Code for Fig. 1 takes previously preprocessed object toplot.heat as argument for ggplot object ggheat. X (years) and Y (fatalities) intersections painted as dots of size 4 and transparency of 50% are coloured by type of event.
ggheat <- ggplot(toplot.heat, aes(initdate2, fatalities))
ggheat + geom_point(aes(color = event), size = 4, alpha = 1/2) +
scale_y_continuous(limits = c(0, 600), breaks = seq(0, 600, by = 50)) +
labs(title = " Deaths by Heat Events") +
labs(x = "Year", y = "Number of fatalities",
caption = "Fig. 1 NOOA Storm Database. Deaths by Heat Events")
Note.

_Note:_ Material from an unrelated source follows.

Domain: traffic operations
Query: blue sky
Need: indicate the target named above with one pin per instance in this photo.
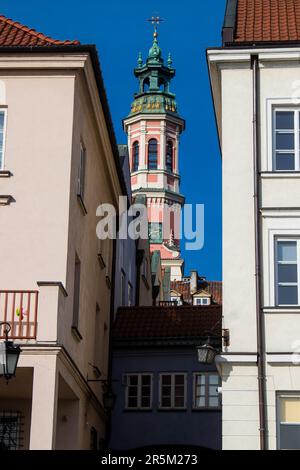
(120, 31)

The highest point in the plot corresponds to 583 deaths in one day of the widely documented 1995 Chicago heat wave here referenced from the Wikipedia.
- 2.1.4 Time series plot showing fatalities by tornadoes.
Code for Fig. 2 takes previously preprocessed object toplot.tndo as argument for ggplot object ggtndo. X (years) and Y (fatalities) intersections painted as dots of size 4 and transparency of 50% are coloured by type of event.
ggtndo <- ggplot(toplot.tndo, aes(initdate2, fatalities))
ggtndo + geom_point(aes(color = event), size = 4, alpha = 1/2) +
scale_y_continuous(limits = c(0, 600), breaks = seq(0, 600, by = 50)) +
labs(title = " Deaths by Tornado Events") +
labs(x = "Year", y = "Number of fatalities",
caption = "Fig. 2 NOOA Storm Database. Deaths by Tornado Events")
Marginal Note. A single life loss can show its value for this paper, increasing the number of fatalities in section 1.1.1 and looking the effect in the Fig. 1 plot. E.g., when reaching the fatalities > 9 conditional, more than ten years of deaths by heat disappear from the plot; and both plots lose a lot of density at their bottom lines; and in year 2004 there was only one death by heat, as point for year 2004 disappear from the plot bottom line at fatalities > 1
2.2 Propery/Infrastructure and Crops Issues results
- 2.2.1 Time series plot showing damages in Property/Infrastructure and Crops.
ggdmgs <- ggplot(toplot.alltogether, aes(bgndate, dlstot/1000000))
ggdmgs + geom_point(aes(color = event), size = 4, alpha = 1/2) +
labs(title = " Damages in Property/Infrastructure and Crops") +
labs(x = "Year", y = "Millions of US Dollars",
caption = "Fig. 3 NOOA Storm Database. Property/Infrastructure and Crops Issues")
Note. The events of the first days of January of year 2006 reflected in the 115 billion dollars by flood damages reported in this plot, are in depth described in the
Storms and Flooding in California in December 2005 and January 2006 paper from the U.S. Department of the Interior, and the U.S. Geological Survey.
3. FINAL REMARKS
Data gathering of fatalities due to heat events begins around 1993, while fatalities by tornados start in the early 1950s. In general, recordings of fatalities lie beneath the 50 deaths by event line. With no further analysis, the damages in Property/Infrastructure and Crops evolve towards events (reaching peaks in years 2005 and 2006) related to heat and drought events, seemingly showing correspondence with “El niño” and “La niña” latest aggravated phenomenons in the Pacific Ocean warmest shore regions.